Ali tags Shavers in their 1977 battle. Photo by The Ring/ Getty Images
29
Sep

What a chin “The Greatest” had.

On Sept. 29, 1977, Muhammad Ali scored a 15-round unanimous decision over Earnie Shavers to retain the heavyweight championship of the world at Madison Square Garden. The scoring, which was on a rounds basis, favored the winner 9-6, 9-6 and 9-5-1.

Ali, 35, had been on the decline for the best part of two years. His timing was off and he was far more available to headshots than he’d ever been before. That was bad news going into a fight with Shavers, who was unanimously lauded as the hardest hitter in world boxing.

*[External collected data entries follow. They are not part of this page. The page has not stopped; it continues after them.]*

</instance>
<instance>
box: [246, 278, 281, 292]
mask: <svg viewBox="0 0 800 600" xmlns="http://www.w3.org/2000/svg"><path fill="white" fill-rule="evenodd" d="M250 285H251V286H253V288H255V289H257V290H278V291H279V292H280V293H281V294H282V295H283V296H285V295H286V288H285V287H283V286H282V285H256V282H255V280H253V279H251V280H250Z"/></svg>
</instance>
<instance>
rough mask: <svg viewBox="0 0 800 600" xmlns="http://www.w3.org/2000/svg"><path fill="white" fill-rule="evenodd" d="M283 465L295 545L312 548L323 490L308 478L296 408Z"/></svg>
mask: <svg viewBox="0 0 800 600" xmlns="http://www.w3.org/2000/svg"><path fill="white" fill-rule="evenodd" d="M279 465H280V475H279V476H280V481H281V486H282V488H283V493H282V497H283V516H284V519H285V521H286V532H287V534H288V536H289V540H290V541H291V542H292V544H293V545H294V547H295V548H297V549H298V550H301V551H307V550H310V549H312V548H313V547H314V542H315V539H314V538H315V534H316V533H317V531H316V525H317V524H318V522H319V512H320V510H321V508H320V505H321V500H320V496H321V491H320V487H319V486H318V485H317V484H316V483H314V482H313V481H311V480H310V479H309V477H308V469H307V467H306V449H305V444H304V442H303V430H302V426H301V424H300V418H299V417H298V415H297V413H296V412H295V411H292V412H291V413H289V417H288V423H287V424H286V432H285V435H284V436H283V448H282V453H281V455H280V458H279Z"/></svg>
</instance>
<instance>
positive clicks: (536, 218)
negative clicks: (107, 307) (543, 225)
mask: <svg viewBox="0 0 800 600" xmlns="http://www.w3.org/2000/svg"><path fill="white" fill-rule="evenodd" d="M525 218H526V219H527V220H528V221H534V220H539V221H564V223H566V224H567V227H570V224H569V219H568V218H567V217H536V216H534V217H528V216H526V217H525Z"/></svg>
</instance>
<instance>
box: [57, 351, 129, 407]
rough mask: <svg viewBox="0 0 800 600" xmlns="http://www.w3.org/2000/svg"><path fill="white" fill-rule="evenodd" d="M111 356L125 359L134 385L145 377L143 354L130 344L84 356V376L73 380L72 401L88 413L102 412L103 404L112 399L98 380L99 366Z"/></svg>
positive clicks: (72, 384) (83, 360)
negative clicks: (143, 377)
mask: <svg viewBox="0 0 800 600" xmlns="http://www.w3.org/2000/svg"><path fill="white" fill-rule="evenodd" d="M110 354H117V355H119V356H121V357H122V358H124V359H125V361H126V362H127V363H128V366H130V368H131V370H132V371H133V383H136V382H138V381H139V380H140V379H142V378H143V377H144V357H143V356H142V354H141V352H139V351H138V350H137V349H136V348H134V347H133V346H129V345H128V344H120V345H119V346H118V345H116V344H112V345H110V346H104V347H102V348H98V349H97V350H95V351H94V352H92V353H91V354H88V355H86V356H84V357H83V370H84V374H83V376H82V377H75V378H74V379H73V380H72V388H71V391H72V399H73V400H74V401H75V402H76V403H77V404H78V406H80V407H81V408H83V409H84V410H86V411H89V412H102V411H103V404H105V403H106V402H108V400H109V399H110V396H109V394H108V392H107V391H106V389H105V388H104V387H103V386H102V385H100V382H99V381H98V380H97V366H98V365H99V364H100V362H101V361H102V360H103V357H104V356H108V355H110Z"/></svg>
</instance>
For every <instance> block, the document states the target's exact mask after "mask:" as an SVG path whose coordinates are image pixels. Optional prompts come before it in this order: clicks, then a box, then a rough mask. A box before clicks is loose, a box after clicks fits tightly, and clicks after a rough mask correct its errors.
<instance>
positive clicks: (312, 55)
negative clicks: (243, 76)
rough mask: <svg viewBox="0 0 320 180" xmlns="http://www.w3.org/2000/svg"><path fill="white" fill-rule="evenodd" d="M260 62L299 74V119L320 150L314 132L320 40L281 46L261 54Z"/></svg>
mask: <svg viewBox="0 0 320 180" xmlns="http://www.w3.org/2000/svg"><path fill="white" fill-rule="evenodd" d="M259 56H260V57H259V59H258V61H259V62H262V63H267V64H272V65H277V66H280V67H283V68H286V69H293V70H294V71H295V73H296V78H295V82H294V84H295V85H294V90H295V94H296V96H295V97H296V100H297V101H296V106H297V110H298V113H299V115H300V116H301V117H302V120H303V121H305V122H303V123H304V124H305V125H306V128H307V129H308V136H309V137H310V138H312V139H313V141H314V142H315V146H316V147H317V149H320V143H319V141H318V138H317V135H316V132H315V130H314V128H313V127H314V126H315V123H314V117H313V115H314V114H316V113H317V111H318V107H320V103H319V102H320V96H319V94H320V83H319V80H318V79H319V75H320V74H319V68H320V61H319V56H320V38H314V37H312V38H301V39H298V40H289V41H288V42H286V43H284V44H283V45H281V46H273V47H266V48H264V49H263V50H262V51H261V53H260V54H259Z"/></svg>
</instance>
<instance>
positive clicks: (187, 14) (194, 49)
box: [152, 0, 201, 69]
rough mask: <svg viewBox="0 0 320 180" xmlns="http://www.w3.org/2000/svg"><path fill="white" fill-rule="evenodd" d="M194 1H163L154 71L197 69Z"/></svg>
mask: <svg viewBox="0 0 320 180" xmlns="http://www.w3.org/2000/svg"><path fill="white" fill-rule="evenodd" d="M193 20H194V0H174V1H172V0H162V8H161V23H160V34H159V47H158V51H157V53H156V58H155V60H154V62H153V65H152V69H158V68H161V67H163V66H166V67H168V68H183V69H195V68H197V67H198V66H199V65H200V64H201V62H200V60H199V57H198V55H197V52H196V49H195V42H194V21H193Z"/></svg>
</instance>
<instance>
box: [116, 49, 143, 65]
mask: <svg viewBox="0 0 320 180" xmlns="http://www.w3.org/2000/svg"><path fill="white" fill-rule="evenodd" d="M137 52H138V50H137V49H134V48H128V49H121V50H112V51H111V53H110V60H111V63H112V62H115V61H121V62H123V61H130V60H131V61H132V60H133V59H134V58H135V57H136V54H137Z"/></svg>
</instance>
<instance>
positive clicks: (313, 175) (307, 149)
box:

Shavers, 33, brought an incredible record of 54-5-1 (52 KOs) into his first world title fight. The Ohio-based bomber was far from unbeatable, as evidenced by recent losses to Ron Lyle, Bob Stallings and Jerry Quarry, but if he landed cleanly, the damage was enormous.



Shavers landed cleanly on Ali – a lot.

In Round 2, the challenger timed Ali’s jab and shook him up badly with a counter right. The champ bluffed his way out of trouble and bought precious seconds, but Shavers scored with at least three more potentially fight ending shots before that pulverizing round was over.

With vastly superior boxing skills to rely upon, Ali could bank round after round. However, every once in a while Shavers would rock his world with a devastating punch.

Shavers nails Ali. Photo by The Ring/ Getty Images

Open scoring was broadcast on NBC television, and Ali’s trainer, Angelo Dundee, was receiving signals from the back of the arena to inform him that Ali was in the lead.

At the end of the penultimate round, a dazed and battered Ali limped back to his corner in a daze. Dundee freshened him up as much as he could for the 15th and final round but it was going to be a long three minutes.

The pair duked it out in a sensational closing session. Shavers had success with the big bombs and Ali’s combination work kept him in the hunt. With less than 30 seconds remaining, “The Greatest” opened up with one of his most memorable assaults. An accurate burst of headshots had the knockout artist on the verge of being knocked out before the final bell rang.

This was Ali’s final successful title defense. He would lose to Leon Spinks in February 1978 before regaining the crown in a direct rematch seven months later.

Shavers had one more shot at glory. In September 1979, he almost put then-champion Larry Holmes through the floor with a single right hand in the seventh before succumbing to an 11th-round stoppage.